Sunday, February 26, 2012

Where It Began by Ann Redisch Stampler

Where It BeganWhere It Began by Ann Redisch Stampler

My rating: 3 of 5 stars

Goodreads: Sometimes the end is just the beginning. 

Gabby lived under the radar until her makeover. Way under. but when she started her senior year as a blonder, better-dressed version of herself, she struck gold: Billy Nash believed she was a the flawless girl she was pretending to be. The next eight months with Billy were bliss...Until the night Gabby woke up on the ground next to the remains of his BMW without a single memory of how she got there. 

And Billy's nowhere to be found. 

All Gabby wants is to make everything perfect again. But getting her life back isn't difficult, it's impossible. Because nothing is the same, and Gabby's beginning to realize she's missed more than a few danger signs along the way. 

It's time for Gabby to face the truth, even if it means everything changes. 

Especially if it means everything changes.

My take: The book starts out really strong. Gabby wakes up in a hospital with a closed brain injury. First of all, she doesn't know who she is, second of all, she has absolutely no clue what happened. All she knows is that she wants Billy. Billy is her boyfriend. His car was decimated around a tree with Gabby lying on the road nearby, holding the keys. She spends the first part of the book regaining memories and having Mommy run interference with the police. But the honest to goodness truth is that she doesn't remember what happened.

The rest of the book is Gabby trying to regain her life. What she had was this; after being a regular girl with regular looks, her shallow mother spends mega bucks on Gabs' hair, nails, body, and face. No plastic surgery but Gabby blossoms.

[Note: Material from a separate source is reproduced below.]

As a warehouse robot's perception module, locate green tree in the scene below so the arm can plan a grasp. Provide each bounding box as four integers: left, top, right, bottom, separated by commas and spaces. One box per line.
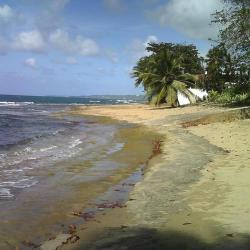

She starts the beginning of her junior year as a completely new woman. She turns heads, including playboy, Billy Nash. She gets to sit with the cool crowd at lunch. There is her meteoric rise in social status, a drunken party and then the hospital. This part dragged for me. Gabby has all kinds of dialogue inside her head, applying metaphors that leave me scratching my head and wondering about the segue.

If I cared more about Gabby, I'd want to slap her silly because she's not putting the obvious pieces of the puzzle together. However, I give her a break since she has a TBI. The book is about shared culpability and complete stupidity and a societal peer pressure to save the Golden Boy. The truth about the accident eventually leaks out onto the pages but the reader pretty much guesses as much early on. In the meantime, Gabby takes us through the journeys of her guesses of what happened and I was bored. I never really felt like I connected to any of the characters. They're all shallow. Even Gabby.

The underlying message is about self discovery and being true to yourself even when all the pressure around you says to be someone you are not. Good message.